Le site web institutionnel offre l'avantage d'officialiser l'information, car le public sait le reconnaitre par son adresse, par un logo ou grâce à une charte graphique propre à un groupe de sites web (par exemple les sites des administrations d'un canton). Toutefois un site web est rarement dimensionné pour assumer un fort pic de charge. Ce dernier se produit généralement avant et après la diffusion du télé-journal, ou suite à une prise de "rendez-vous", comme lors de l'annonce dans un communiqué : prochain point vers XX heures. J'ai pu constater ce phénomène à de multiples reprises dans le cadre de mon travail et par exemple le 21 novembre 2015 vers 12h45, peu avant le journal télévisé de 13 heures sur la RTBF (Radio Télévision Belge Francophone) le site web du centre de crise belge est tombé.
HTTP error 502 - centredecrise.be

Anticiper une crise n'est pas facile, toutefois concevoir un site web résilient (qui résiste aux chocs) c'est possible.

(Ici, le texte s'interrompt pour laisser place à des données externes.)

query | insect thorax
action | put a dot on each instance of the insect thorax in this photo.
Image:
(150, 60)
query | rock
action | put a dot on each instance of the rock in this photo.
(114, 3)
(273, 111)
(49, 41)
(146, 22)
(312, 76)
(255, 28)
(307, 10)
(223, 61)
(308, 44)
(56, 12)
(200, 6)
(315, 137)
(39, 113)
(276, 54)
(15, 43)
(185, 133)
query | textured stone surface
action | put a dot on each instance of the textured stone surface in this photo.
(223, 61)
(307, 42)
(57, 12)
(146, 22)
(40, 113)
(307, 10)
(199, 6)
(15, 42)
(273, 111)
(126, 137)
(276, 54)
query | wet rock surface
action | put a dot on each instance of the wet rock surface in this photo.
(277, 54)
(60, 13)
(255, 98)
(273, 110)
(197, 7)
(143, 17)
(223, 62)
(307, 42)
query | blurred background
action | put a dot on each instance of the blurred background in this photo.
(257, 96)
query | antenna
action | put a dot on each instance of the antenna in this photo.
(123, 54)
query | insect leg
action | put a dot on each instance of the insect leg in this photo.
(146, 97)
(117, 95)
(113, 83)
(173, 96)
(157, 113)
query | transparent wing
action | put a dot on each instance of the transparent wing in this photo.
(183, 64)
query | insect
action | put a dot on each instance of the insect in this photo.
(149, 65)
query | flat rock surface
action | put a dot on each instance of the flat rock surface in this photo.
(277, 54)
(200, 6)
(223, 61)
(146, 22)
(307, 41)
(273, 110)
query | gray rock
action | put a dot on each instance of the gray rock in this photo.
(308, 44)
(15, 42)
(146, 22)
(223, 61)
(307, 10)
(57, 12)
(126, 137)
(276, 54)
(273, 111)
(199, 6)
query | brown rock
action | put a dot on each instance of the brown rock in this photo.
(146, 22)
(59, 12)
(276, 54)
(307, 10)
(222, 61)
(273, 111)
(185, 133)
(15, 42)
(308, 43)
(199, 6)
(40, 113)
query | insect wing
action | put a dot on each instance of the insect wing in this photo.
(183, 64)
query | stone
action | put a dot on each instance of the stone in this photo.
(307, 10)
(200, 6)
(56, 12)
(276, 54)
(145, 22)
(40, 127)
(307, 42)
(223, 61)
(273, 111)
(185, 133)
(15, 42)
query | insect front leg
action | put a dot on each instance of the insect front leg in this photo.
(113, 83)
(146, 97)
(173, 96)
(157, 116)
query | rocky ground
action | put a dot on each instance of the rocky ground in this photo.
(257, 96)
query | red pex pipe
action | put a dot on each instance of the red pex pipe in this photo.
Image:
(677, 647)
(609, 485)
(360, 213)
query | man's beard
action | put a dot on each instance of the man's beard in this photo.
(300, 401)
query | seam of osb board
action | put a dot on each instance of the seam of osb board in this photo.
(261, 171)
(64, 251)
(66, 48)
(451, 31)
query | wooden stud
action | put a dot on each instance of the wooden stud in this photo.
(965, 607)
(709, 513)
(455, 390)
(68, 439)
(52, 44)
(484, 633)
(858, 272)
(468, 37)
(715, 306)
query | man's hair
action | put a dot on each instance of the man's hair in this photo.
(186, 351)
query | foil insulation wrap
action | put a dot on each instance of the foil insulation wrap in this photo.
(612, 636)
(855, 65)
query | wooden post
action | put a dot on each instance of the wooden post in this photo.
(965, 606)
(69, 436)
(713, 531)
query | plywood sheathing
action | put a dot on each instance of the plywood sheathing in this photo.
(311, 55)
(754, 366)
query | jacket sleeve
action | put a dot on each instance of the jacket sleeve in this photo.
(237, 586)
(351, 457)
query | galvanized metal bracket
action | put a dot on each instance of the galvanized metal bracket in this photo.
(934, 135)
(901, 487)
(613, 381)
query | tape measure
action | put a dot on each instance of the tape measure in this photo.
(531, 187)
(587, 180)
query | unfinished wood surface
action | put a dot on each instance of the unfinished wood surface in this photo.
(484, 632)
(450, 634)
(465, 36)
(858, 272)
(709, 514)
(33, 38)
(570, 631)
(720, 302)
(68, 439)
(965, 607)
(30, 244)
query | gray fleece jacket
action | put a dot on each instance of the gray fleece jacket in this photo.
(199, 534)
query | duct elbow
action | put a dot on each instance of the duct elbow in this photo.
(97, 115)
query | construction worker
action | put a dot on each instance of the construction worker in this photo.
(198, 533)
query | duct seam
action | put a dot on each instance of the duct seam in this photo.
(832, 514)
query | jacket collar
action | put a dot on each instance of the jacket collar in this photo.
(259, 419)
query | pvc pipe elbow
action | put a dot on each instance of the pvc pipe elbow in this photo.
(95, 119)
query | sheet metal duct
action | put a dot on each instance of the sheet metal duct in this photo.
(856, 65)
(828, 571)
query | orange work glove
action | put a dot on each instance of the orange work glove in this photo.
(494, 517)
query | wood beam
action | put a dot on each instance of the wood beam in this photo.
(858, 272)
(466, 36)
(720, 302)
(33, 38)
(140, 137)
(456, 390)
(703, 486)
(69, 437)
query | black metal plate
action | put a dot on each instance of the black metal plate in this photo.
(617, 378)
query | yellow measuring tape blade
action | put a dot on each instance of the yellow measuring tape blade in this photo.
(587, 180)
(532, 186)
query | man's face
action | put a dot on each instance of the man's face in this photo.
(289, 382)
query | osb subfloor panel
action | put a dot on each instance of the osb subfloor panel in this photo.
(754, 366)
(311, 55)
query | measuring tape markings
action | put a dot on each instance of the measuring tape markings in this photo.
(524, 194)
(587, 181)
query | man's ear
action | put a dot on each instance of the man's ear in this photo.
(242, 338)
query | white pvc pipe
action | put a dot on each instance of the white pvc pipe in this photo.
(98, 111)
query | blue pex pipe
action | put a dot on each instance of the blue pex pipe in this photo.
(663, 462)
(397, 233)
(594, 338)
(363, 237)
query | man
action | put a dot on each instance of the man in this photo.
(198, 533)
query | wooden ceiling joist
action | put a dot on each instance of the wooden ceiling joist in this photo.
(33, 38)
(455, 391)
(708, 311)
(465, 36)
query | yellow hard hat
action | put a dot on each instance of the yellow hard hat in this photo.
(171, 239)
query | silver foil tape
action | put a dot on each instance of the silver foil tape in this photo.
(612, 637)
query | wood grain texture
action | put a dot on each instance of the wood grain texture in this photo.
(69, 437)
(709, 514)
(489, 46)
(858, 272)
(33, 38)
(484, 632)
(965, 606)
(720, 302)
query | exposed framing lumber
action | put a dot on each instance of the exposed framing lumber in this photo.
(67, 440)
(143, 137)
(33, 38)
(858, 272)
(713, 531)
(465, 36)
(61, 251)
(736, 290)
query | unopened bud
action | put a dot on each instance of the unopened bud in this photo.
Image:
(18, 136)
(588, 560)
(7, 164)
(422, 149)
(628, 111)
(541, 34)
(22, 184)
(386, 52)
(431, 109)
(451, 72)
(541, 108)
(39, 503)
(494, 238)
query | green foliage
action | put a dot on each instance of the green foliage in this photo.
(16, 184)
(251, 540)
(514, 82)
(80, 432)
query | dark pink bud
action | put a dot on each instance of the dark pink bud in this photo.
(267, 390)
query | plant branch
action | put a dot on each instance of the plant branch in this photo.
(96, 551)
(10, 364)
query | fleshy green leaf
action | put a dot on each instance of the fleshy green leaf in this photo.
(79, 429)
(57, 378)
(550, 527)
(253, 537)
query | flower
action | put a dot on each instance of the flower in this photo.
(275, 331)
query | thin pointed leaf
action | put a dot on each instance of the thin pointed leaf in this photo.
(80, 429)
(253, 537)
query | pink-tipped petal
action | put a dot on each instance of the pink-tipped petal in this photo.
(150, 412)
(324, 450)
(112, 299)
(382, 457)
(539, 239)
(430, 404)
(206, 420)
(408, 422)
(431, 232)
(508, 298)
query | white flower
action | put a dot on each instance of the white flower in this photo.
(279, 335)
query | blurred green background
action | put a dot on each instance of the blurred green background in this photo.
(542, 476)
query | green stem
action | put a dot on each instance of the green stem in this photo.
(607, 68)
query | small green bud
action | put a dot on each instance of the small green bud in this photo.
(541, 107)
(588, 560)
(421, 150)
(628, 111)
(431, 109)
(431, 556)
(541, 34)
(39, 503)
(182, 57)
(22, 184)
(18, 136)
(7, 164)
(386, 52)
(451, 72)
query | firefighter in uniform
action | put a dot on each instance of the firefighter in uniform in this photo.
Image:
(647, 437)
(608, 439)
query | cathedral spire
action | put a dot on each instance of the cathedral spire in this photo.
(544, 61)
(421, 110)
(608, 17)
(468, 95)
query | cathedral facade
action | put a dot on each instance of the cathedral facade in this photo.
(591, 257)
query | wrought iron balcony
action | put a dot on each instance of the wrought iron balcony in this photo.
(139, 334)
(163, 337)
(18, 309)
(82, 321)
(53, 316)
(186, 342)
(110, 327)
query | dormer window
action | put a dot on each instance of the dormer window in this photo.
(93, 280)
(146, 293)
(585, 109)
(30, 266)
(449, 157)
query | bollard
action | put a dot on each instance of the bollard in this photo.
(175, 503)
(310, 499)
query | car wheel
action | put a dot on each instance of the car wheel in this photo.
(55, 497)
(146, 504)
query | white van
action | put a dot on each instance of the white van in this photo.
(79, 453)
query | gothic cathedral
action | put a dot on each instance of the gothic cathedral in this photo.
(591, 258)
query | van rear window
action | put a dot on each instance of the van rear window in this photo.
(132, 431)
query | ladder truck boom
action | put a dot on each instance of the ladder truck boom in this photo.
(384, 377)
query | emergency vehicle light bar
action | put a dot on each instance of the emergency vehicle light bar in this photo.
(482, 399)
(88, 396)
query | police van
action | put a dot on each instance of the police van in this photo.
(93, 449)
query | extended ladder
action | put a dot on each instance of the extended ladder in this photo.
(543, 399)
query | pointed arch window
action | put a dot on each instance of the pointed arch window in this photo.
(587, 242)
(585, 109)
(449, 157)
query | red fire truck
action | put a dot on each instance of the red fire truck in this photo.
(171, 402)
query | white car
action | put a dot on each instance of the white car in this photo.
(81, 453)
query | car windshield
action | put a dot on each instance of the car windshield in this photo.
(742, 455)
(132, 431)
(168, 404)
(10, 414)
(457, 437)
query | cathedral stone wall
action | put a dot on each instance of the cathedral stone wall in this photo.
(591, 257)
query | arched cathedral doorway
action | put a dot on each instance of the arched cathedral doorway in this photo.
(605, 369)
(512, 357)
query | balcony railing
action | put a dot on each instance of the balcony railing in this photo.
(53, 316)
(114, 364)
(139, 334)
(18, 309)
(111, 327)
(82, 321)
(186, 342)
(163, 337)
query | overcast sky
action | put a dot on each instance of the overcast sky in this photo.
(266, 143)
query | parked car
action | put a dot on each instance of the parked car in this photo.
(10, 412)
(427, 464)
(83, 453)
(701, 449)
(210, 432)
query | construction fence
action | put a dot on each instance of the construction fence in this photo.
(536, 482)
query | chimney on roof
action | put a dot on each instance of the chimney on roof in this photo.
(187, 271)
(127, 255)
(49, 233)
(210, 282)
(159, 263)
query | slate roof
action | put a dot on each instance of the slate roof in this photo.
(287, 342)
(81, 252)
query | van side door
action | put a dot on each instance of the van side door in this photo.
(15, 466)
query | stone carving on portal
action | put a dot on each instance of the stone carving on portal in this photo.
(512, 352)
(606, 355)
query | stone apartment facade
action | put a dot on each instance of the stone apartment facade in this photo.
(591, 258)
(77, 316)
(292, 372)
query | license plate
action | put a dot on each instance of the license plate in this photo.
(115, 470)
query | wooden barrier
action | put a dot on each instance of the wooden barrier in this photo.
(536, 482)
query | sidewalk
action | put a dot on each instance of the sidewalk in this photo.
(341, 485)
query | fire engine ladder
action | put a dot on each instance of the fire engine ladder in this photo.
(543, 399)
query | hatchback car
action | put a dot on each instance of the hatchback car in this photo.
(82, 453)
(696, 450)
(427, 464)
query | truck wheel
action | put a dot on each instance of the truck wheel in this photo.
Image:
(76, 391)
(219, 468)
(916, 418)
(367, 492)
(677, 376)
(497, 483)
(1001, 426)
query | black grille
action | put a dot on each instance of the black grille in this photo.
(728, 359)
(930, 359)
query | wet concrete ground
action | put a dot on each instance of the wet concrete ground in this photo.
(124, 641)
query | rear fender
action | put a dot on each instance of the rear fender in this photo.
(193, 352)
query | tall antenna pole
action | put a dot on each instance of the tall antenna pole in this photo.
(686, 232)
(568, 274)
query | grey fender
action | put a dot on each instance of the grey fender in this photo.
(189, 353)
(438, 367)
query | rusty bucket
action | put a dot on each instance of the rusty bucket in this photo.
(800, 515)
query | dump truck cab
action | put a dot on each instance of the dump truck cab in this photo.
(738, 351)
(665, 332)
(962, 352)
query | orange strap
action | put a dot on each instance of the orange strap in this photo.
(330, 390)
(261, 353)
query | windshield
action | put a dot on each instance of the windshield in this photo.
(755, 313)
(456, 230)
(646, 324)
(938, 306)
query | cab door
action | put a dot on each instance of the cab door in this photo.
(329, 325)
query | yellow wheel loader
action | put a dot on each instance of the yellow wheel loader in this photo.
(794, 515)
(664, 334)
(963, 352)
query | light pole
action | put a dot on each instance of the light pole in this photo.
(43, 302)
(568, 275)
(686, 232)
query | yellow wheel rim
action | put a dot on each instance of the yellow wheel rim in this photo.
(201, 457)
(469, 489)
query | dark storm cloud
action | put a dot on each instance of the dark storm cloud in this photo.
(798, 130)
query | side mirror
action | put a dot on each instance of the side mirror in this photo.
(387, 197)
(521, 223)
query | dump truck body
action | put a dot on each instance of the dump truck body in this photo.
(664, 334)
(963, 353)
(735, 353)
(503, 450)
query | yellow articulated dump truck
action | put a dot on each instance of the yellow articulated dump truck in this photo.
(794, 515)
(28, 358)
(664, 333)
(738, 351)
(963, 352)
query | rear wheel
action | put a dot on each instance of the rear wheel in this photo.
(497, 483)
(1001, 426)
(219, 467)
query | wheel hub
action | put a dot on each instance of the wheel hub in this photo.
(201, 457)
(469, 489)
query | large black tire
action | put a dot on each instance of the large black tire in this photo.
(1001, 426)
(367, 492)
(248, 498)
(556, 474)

La première chose à faire consiste à concevoir son site de façon statique (c'est à la mode en 2016). La deuxième chose repose sur le choix de l'hébergement. Il vaut mieux favoriser un prestataire cloud qu'un hébergeur qui offre des hébergements mutualisés (le cloud pourra vous couter un peu plus cher en cas de crise, mais vous ne payerez que ce qui est consommé par vos internautes). Finalement, la Rolls consiste à prendre un contrat avec un prestataire une solution de cache distribué sur l'internet, plus communément appelé "content delivery network" (CDN).